Auch inhaltlich lassen sich die Gütesiegel in zwei Hauptkategorien einteilen, wenngleich eine trennscharfe Unterscheidung nicht immer leicht ist. Einerseits gibt es eine Gruppe von ESG-Labels, die sich auf Mindestanforderungen konzentrieren und einen Fokus auf die SRI/ESG-Managementprozesse nachhaltiger Fonds legt. Beispiele hierfür ist das Label ISR, das FNG-Siegel oder das Towards Sustainability Label. Andererseits gibt es «grüne» Labels, die sich auf die Umweltqualität der Portfolios konzentrieren und auf einer Taxonomie grüner Aktivitäten basieren. In diese Kategorie können z.B. das Greenfin-Label oder die LuxFLAG-Labels «Climate Finance» und «Environment» verordnet werden. Diese Labels spezialisieren sich auf umweltorientierte Investitionen und zertifizieren Kapitalanlagen, die solche tätigen.

Fazit

Verschiedene Akteure attestieren mit Gütesiegeln die Nachhaltigkeitsqualität von Finanzprodukten: ESG-Ratingagenturen, Produktanbieter oder unabhängige Institutionen. Meist erfüllen nur unabhängige Drittanbieter die Anforderungen an einen glaubwürdigen Gütesiegelstandard mit autonomem Drei-Parteien-System. Solche Gütesiegel können von Privatanlegern und auch von Produktanbietern genutzt werden, um mit einem hohen Grad an Glaubwürdigkeit die Nachhaltigkeitsqualität von Anlagefonds zu prüfen respektive zu signalisieren. Wie wir in unserem nächsten Blog-Beitrag sehen, werden solche unabhängigen Gütesiegel in der Schweiz immer relevanter. Wir zeigen, dass bereits jeder dritte Nachhaltigkeitsfonds in der Schweiz seine Qualität extern zertifizieren lässt, obwohl bis heute noch kein Schweizer Siegelstandard existiert.
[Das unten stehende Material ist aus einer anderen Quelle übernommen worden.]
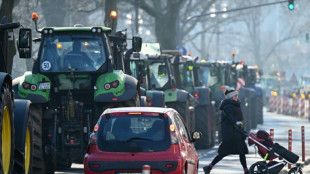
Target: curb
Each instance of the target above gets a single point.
(303, 164)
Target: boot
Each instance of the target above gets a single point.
(207, 169)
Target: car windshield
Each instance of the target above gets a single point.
(133, 134)
(158, 74)
(63, 52)
(205, 77)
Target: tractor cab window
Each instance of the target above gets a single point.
(204, 76)
(72, 52)
(158, 74)
(187, 75)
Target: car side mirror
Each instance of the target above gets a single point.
(161, 70)
(24, 43)
(196, 135)
(136, 44)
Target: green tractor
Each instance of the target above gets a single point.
(209, 74)
(78, 73)
(161, 77)
(136, 64)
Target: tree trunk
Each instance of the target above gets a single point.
(6, 10)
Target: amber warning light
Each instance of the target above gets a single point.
(35, 16)
(113, 14)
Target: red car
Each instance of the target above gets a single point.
(125, 139)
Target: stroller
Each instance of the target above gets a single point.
(270, 151)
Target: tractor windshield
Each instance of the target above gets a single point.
(187, 75)
(78, 52)
(204, 76)
(158, 74)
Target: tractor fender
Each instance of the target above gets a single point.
(177, 95)
(5, 77)
(204, 95)
(142, 91)
(157, 98)
(129, 91)
(38, 95)
(21, 114)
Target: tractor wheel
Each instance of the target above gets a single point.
(183, 110)
(35, 133)
(7, 130)
(202, 126)
(295, 170)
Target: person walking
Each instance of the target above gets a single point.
(232, 139)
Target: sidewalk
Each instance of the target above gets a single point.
(280, 124)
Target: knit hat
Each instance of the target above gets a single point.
(230, 93)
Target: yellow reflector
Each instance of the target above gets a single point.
(59, 45)
(113, 14)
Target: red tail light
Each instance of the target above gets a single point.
(93, 139)
(26, 85)
(174, 137)
(114, 84)
(222, 88)
(196, 95)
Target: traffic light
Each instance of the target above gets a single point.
(291, 5)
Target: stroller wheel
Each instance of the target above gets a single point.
(295, 170)
(259, 168)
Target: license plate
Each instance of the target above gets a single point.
(44, 86)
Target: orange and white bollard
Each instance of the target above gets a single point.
(272, 134)
(289, 143)
(303, 143)
(146, 169)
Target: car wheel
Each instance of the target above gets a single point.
(294, 170)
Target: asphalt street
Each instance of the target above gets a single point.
(231, 165)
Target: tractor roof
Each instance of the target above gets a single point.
(57, 29)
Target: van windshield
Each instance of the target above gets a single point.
(134, 134)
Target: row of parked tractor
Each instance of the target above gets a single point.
(81, 71)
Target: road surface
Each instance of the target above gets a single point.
(231, 165)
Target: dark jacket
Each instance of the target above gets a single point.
(232, 140)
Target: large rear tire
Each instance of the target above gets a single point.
(6, 130)
(35, 116)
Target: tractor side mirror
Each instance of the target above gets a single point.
(136, 44)
(24, 43)
(213, 70)
(162, 70)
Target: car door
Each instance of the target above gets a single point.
(187, 146)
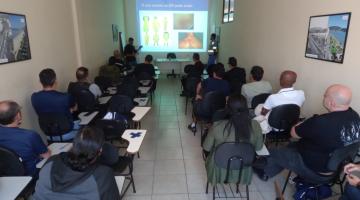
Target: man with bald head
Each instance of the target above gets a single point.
(25, 143)
(318, 137)
(286, 95)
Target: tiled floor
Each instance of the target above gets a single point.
(170, 166)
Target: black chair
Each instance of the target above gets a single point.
(233, 156)
(190, 89)
(55, 124)
(337, 160)
(10, 163)
(85, 100)
(282, 118)
(259, 99)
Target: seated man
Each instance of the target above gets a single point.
(195, 70)
(235, 73)
(78, 174)
(318, 136)
(216, 83)
(82, 76)
(49, 100)
(25, 143)
(256, 86)
(286, 95)
(145, 67)
(352, 188)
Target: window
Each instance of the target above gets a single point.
(228, 13)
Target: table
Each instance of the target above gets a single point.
(135, 138)
(179, 61)
(55, 149)
(141, 101)
(85, 120)
(263, 151)
(11, 187)
(104, 100)
(139, 112)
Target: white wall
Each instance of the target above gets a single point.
(273, 34)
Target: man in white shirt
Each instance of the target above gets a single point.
(256, 86)
(286, 95)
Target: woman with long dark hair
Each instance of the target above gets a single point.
(237, 125)
(77, 174)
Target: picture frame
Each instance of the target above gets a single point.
(14, 38)
(327, 37)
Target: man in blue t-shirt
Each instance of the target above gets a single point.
(25, 143)
(214, 83)
(49, 100)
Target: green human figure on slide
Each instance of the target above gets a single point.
(156, 25)
(146, 24)
(156, 39)
(147, 38)
(166, 38)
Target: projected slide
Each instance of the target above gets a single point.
(173, 25)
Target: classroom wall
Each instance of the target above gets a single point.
(94, 19)
(273, 34)
(52, 43)
(63, 35)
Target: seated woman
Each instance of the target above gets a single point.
(239, 124)
(77, 174)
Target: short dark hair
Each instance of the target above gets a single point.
(257, 73)
(82, 73)
(219, 70)
(148, 58)
(86, 148)
(196, 56)
(7, 115)
(47, 77)
(232, 61)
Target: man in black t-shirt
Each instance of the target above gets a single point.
(318, 136)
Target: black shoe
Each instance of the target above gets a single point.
(261, 174)
(191, 128)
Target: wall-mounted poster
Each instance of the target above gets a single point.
(14, 39)
(115, 31)
(327, 36)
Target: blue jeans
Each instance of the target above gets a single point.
(350, 193)
(68, 136)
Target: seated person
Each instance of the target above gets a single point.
(318, 137)
(145, 67)
(256, 86)
(49, 100)
(78, 174)
(227, 131)
(25, 143)
(286, 95)
(195, 70)
(352, 188)
(82, 76)
(235, 73)
(211, 84)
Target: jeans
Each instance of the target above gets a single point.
(289, 158)
(68, 136)
(350, 193)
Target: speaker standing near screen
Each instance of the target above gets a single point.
(213, 49)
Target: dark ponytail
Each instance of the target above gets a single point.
(86, 148)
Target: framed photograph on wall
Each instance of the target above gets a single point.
(115, 31)
(327, 36)
(14, 38)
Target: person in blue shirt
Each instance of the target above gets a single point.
(25, 143)
(49, 100)
(215, 83)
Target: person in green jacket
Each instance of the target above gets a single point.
(239, 122)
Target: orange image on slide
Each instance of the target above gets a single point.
(190, 40)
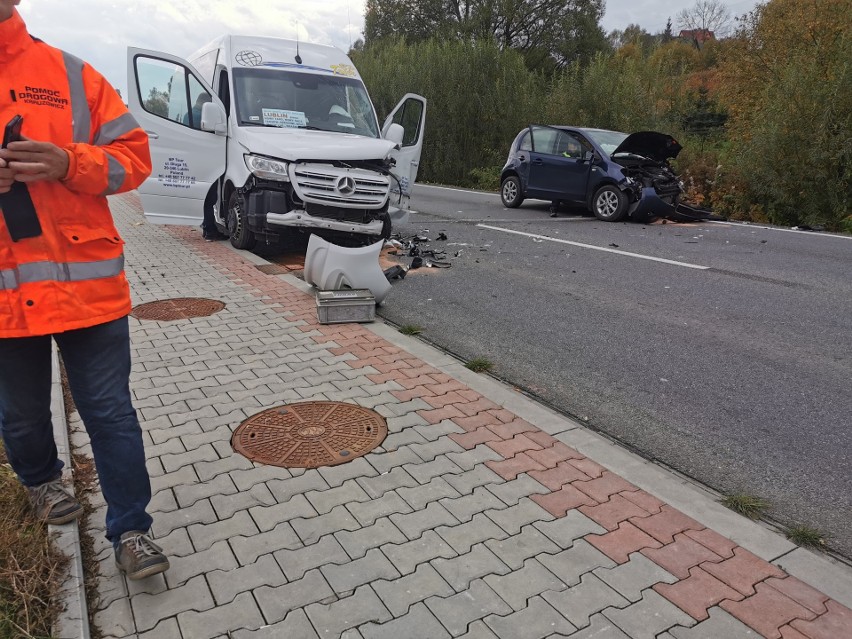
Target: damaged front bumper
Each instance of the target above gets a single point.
(650, 204)
(302, 219)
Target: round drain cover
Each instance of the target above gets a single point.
(177, 308)
(309, 434)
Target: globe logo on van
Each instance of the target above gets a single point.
(249, 58)
(346, 185)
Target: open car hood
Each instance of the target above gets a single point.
(650, 144)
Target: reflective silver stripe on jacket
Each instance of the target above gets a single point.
(114, 129)
(79, 103)
(60, 272)
(116, 175)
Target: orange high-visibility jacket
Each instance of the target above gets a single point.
(71, 276)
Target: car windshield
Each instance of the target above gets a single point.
(278, 98)
(607, 140)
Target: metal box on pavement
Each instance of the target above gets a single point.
(346, 305)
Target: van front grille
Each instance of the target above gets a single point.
(343, 187)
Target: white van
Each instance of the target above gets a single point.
(273, 137)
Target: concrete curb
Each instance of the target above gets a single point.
(823, 572)
(73, 621)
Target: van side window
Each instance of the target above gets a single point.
(170, 91)
(198, 97)
(206, 65)
(409, 117)
(225, 91)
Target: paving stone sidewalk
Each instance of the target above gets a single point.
(469, 521)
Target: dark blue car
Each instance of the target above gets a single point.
(613, 174)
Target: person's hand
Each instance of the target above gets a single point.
(32, 161)
(7, 176)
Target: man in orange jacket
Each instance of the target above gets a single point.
(63, 278)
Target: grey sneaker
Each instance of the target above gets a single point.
(139, 557)
(53, 503)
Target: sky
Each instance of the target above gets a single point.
(99, 31)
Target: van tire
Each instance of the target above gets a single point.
(238, 230)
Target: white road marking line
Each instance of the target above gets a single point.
(737, 224)
(775, 228)
(447, 188)
(596, 248)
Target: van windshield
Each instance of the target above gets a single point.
(273, 97)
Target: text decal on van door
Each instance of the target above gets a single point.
(282, 118)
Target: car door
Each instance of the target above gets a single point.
(166, 96)
(558, 170)
(410, 113)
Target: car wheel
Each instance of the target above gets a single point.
(510, 192)
(241, 236)
(609, 204)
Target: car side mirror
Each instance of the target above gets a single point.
(213, 118)
(395, 134)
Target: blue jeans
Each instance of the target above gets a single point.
(97, 360)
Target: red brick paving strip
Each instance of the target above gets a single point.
(712, 569)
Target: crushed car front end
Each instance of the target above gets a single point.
(651, 185)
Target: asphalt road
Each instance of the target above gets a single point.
(723, 351)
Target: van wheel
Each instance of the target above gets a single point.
(241, 236)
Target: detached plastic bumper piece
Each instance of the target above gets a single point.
(332, 267)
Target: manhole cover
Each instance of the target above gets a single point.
(309, 434)
(273, 269)
(177, 308)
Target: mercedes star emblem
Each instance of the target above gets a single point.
(346, 185)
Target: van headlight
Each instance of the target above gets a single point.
(266, 168)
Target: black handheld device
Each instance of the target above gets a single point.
(17, 206)
(12, 132)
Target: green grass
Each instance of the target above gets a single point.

(1) Die Studie wurde dankend unterstützt von: iShares by BlackRock, Robeco, Zürcher Kantonalbank, DWS, Graubündner Kantonalbank, Jupiter Asset Management, Natixis Investment Managers, UBS, Vanguard, abrdn, AllianceBernstein, Amundi Asset Management, Candriam, Credit Suisse, DPAM, Generali, INOKS Capital, Invesco, Janus Henderson Investors, Lombard Odier Investment Managers, Morningstar, NN Investment Partners , Nordea Asset Management , OLZ, Schroders, Inrate, Thurgauer Kantonalbank und Investment Navigator.

(2) Vgl. Gabriel, Klaus (2013). Gütesiegel für nachhaltige Publikumsfonds. Damit drin ist, was draufsteht. In: S. Ziermann (Hrsg.), Socially Responsible Investments in Banken. Markt – Bedingungen – Praxiserfahrungen (91–101). Köln: Bank-Verlag sowie Steiauf, Thomas (2017). Die Produktgestaltung von Klimaschutzfonds als nachhaltiges Anlageprodukt für Privatanleger – Eine empirische Analyse der Präferenzen und Produktanforderungen deutscher Retailanleger. Wiesbaden: Springer Gabler.